Lymphangiogenesis plays an important role in lymphatic metastasis. Insulin-like growth factor-1 (IGF-1) and insulin-like growth factor-1 receptor (IGF-1R) are frequently overexpressed in many types of tumors including colorectal cancer. In addition to their role in the development and progression of cancer, the IGF-1/IGF-1R signaling system can also induce lymphangiogenesis.

A recent study (Björndahl et al, 2003) showed that both IGF-1 and IGF-2 potently stimulated lymphatic vessel growth in the mouse cornea. However, equivalent evidence in solid tumors is lacking.

The authors of this paper demonstrate that the IGF-1/IGF-1R system can induce tumor-associated lymphangiogenesis in colorectal cancer (CRC) and contributes to its lymphatic metastasis, thus providing a novel mechanism for lymphangiogenesis in solid tumors.

The findings of this study are of value in further explaining the molecular mechanisms of lymphangiogenesis in CRC. The IGF-1/IGF-1R axis may be a potential target for the treatment of cancer and metastasis.

IGF-1 is a hormone similar in molecular structure to insulin. It plays an important role in child growth and continues to have anabolic effects in adults. The role of IGF-1 in promoting cancer has been investigated for many years. Increasing evidence suggests that IGF-1 not only is associated with an increased relative risk for the development of cancer, but also contributes to cancer cell survival, invasion, metastasis and resistance to chemotherapeutic drugs.

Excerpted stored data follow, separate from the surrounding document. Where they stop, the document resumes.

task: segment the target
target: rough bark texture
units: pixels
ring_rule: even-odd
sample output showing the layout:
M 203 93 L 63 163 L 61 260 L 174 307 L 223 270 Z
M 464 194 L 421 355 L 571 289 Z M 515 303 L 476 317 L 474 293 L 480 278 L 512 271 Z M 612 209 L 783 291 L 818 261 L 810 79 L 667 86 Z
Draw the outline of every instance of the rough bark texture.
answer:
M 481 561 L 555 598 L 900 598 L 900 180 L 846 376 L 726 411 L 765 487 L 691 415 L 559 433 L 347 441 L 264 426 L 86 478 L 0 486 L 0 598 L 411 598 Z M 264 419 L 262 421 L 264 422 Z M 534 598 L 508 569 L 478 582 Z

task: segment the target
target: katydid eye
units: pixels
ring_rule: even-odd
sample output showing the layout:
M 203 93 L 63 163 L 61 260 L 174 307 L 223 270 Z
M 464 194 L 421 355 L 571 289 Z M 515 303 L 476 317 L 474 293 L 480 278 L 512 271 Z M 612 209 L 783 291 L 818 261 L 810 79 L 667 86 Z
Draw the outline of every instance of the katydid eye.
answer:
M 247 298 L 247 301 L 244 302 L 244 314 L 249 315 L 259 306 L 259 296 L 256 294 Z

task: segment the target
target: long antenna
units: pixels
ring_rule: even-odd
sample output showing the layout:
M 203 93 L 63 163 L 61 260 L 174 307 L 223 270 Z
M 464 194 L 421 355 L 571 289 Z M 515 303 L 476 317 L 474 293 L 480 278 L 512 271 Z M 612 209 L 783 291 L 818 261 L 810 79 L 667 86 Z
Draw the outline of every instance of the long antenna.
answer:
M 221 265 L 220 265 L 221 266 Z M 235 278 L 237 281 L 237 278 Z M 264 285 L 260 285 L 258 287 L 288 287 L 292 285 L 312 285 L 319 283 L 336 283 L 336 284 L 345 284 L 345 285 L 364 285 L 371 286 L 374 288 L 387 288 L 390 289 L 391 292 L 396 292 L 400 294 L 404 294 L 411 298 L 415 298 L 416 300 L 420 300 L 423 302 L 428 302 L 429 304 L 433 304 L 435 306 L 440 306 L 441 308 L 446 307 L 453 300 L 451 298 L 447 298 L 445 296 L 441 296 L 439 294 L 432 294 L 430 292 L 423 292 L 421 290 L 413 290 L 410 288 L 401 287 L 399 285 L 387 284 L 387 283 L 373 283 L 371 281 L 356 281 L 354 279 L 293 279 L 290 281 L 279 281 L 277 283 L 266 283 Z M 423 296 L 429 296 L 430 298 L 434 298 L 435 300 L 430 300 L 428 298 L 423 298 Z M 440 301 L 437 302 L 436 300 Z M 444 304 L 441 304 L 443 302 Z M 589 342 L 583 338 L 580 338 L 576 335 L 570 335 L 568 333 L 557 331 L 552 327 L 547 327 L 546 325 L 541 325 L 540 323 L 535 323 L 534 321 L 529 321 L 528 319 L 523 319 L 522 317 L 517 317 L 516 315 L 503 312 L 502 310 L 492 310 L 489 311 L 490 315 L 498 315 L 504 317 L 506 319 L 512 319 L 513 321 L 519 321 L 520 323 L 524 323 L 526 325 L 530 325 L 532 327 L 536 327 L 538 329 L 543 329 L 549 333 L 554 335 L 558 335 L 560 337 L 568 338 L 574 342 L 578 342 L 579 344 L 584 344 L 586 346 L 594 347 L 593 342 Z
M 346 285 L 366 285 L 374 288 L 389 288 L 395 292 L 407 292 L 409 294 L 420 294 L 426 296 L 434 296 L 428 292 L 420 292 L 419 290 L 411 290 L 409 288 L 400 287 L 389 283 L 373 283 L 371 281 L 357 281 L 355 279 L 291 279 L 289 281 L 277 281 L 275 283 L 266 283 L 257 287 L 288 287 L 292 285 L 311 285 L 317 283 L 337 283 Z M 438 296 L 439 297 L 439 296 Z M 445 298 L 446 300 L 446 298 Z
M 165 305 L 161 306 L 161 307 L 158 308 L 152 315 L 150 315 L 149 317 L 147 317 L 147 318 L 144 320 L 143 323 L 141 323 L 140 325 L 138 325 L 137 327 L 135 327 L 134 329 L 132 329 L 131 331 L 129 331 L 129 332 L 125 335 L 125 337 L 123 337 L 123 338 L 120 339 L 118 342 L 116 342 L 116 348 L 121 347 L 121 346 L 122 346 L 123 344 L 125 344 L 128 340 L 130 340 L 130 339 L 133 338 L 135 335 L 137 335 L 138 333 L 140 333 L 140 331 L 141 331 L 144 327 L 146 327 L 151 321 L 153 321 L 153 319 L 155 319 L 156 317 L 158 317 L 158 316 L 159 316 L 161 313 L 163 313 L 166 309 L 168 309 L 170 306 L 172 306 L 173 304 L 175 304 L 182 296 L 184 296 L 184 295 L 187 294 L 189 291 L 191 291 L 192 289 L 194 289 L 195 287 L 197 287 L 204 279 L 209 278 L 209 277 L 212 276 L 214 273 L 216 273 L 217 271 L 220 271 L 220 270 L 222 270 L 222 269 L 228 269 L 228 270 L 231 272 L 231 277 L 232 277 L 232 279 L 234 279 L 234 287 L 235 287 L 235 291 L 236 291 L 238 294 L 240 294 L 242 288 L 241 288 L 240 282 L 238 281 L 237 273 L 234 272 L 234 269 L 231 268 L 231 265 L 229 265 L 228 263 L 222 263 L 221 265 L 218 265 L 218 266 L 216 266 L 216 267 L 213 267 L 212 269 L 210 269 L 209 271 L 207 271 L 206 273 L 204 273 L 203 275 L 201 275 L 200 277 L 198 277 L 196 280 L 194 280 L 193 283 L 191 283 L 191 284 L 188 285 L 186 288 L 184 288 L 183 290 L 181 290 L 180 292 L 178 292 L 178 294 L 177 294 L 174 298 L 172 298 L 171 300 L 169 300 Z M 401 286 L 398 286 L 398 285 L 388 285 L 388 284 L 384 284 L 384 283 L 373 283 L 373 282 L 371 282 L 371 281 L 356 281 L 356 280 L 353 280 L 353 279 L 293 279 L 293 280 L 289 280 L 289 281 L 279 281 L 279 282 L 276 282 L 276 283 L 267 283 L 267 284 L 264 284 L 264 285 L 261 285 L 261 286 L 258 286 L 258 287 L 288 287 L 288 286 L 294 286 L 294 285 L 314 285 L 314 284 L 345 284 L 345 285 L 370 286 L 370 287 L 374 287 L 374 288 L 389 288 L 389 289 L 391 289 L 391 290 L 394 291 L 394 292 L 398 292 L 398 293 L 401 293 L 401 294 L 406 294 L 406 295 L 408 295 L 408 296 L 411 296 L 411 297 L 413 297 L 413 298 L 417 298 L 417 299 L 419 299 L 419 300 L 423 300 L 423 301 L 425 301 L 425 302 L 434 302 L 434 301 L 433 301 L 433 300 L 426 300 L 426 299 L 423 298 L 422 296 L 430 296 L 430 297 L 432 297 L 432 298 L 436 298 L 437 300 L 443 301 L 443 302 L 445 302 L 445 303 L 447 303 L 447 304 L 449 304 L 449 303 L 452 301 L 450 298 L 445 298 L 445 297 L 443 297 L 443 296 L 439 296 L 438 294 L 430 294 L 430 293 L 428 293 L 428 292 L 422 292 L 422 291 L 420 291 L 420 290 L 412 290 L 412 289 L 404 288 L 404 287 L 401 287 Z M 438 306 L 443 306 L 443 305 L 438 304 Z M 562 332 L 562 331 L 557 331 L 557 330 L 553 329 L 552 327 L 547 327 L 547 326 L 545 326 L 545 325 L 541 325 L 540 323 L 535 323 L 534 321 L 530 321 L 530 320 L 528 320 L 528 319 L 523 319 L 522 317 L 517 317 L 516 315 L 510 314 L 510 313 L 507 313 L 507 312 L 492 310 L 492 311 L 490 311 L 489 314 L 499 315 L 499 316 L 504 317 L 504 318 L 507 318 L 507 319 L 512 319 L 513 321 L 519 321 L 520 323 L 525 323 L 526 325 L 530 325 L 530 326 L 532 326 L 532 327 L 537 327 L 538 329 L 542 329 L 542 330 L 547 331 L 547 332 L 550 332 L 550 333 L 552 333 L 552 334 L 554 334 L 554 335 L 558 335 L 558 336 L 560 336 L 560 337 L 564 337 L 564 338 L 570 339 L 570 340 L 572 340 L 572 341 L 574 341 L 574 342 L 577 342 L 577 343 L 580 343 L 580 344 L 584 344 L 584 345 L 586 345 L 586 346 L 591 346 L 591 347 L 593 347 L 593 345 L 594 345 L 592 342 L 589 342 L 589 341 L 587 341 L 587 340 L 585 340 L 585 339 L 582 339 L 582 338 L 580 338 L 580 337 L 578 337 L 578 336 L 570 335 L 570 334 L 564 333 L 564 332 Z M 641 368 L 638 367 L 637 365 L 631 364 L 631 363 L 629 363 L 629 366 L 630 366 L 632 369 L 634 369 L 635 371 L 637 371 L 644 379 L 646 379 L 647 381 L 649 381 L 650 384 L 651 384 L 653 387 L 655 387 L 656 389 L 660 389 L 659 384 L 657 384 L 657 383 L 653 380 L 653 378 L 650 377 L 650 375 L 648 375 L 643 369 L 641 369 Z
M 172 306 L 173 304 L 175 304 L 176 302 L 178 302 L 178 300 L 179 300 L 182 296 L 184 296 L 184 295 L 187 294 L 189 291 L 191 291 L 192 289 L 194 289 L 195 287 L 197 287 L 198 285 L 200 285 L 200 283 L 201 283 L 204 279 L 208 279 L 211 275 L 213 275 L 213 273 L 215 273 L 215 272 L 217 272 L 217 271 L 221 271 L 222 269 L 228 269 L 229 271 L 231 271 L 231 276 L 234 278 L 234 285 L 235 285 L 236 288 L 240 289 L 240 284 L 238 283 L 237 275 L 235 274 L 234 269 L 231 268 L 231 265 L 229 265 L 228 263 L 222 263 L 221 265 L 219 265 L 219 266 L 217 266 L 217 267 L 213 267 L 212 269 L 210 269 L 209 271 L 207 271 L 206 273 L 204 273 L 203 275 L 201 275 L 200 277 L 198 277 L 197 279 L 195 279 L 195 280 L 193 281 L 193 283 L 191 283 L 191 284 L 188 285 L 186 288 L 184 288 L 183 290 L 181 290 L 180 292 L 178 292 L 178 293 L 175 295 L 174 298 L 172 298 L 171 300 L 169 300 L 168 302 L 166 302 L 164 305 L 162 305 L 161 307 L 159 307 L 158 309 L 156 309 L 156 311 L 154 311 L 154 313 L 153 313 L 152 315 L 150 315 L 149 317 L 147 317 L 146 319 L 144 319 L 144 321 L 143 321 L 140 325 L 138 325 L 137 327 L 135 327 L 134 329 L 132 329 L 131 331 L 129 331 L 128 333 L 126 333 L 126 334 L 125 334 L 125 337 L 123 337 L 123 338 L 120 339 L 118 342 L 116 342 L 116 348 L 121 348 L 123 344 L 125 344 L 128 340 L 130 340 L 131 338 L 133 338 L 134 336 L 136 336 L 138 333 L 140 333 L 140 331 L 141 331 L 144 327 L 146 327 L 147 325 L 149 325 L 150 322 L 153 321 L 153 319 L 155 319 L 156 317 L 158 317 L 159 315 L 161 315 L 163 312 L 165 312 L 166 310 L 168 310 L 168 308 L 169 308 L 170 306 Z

The authors examined the expression of IGF-1/IGF-1R in CRC tissues and its correlation with lymphangiogenesis and lymphatic metastasis. The study revealed that IGF-1/IGF-1R signaling system induces lymphangiogenesis in CRC and contributes to lymphatic metastasis of CRC. The results are interesting and provide further evidence that IGF-1/IGF-1R signaling is involved in lymphangiogenesis in solid tumors.